Is there a way to crawl pages multiple pages, like the parent page Reports - Disclosure of Contracts - Proactive Disclosure - PWGSC

There are thousands of these pages on various government sites.

Thanks!

Yes, you could crawl all these pages. I’m not sure there’s a simple way to do it generically for all the pages you mentioned. You may have to code a crawler individually for each page.

Basically, you would write a script that goes to the page with multiple links and saves that to an array. Then loop through the array with the script above (assuming the tables on each page have the same xpath address).

In most browsers you can find the xpath by right-clicking and selecting the appropriate option.

I have not dug in here in detail. @mgifford could you post an excerpt of the actual format in this thread …

My 2c is that the best scraping / parsing language for simple stuff is still python.
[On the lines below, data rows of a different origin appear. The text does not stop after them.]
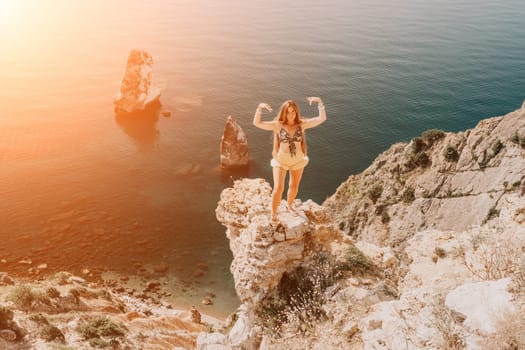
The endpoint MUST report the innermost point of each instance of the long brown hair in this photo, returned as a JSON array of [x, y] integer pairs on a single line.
[[281, 118]]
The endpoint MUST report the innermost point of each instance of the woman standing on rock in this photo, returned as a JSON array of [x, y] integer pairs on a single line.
[[289, 148]]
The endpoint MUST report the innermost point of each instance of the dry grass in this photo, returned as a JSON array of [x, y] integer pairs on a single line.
[[497, 258], [296, 306]]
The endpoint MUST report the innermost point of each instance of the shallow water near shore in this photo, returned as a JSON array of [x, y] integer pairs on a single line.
[[81, 189]]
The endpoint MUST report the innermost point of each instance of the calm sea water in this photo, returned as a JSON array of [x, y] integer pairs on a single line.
[[81, 189]]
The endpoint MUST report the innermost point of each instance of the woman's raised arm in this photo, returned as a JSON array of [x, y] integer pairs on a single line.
[[313, 122], [257, 118]]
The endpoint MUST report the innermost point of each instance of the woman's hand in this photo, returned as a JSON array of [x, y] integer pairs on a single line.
[[314, 99], [264, 105]]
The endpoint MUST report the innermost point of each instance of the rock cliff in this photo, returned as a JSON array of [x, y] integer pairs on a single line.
[[423, 250]]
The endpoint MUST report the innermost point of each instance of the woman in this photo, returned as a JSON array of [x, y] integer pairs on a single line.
[[289, 148]]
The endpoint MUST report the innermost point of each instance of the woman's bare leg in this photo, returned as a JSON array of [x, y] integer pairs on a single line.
[[278, 186], [293, 187]]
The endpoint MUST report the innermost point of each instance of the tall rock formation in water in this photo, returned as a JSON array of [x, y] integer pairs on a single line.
[[136, 92], [234, 146]]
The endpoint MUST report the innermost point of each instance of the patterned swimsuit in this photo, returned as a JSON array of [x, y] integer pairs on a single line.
[[286, 138]]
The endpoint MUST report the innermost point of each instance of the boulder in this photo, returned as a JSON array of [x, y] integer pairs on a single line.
[[234, 145], [136, 92], [481, 302]]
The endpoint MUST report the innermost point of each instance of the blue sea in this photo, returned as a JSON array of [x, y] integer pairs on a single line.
[[81, 189]]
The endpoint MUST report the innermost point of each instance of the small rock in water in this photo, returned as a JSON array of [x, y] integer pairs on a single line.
[[195, 315], [202, 266], [161, 268], [207, 301], [6, 279]]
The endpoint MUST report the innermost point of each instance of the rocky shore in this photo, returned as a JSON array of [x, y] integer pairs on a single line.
[[64, 311]]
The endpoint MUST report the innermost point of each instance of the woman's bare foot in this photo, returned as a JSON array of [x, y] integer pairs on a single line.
[[291, 209]]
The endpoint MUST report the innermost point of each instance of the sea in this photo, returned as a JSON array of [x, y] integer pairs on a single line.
[[84, 191]]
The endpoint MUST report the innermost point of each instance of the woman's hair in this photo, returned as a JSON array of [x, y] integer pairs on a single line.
[[281, 117]]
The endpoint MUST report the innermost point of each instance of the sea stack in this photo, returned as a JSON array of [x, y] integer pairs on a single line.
[[234, 146], [136, 92]]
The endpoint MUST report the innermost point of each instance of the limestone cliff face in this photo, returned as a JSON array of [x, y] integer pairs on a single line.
[[444, 181], [419, 251]]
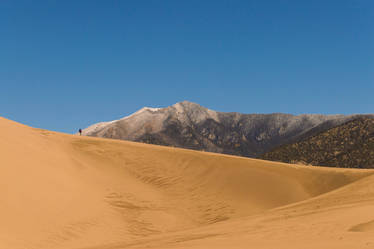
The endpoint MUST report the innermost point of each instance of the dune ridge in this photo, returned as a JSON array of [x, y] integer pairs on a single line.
[[66, 191]]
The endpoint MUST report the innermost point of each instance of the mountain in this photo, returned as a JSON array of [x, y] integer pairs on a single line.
[[189, 125], [61, 191], [348, 145]]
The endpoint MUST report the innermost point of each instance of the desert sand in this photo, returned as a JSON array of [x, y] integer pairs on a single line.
[[75, 192]]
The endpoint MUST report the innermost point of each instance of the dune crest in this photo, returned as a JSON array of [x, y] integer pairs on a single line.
[[65, 191]]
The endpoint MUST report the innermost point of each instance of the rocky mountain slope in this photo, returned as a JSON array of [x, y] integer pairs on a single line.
[[189, 125], [349, 145]]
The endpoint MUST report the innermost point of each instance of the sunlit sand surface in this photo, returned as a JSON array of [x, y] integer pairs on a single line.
[[66, 191]]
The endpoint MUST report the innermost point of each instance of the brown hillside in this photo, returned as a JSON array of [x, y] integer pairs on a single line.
[[62, 191], [350, 145]]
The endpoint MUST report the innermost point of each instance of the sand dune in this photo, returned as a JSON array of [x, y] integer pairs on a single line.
[[65, 191]]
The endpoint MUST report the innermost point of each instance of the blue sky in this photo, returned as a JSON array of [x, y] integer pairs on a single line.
[[67, 64]]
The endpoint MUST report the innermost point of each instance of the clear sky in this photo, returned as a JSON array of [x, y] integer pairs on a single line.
[[67, 64]]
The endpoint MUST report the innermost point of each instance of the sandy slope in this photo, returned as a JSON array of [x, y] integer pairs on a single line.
[[64, 191]]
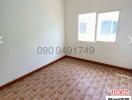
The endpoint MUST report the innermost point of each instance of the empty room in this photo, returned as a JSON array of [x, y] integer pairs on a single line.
[[65, 50]]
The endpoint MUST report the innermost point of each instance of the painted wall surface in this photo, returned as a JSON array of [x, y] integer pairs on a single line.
[[119, 53], [26, 25]]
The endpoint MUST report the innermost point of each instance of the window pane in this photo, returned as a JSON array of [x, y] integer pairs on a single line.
[[86, 24], [83, 27], [107, 26], [114, 26]]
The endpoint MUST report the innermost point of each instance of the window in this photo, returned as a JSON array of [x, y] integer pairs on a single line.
[[107, 26], [87, 23]]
But obviously it is usually best to go with whatever language you know well.

We are making some progress to parse this info. You can see our GitHub page here.

We’re parsing both a list of all corporations as well as going through a list of over 100 or so sets of data with procurement in it. Much of the scraping of contracting was done in PHP.

We may well use Node.JS to do the parsing based on peoples experience in the team.

@ryan thanks again for your support with R. I kept hoping there’s be a simpler process.

@rufuspollock Trouble is that there is more than one. We’re building a local cache of HTML files which we will be working from. Our expectation is that it will be faster to do any work locally if the content is all there.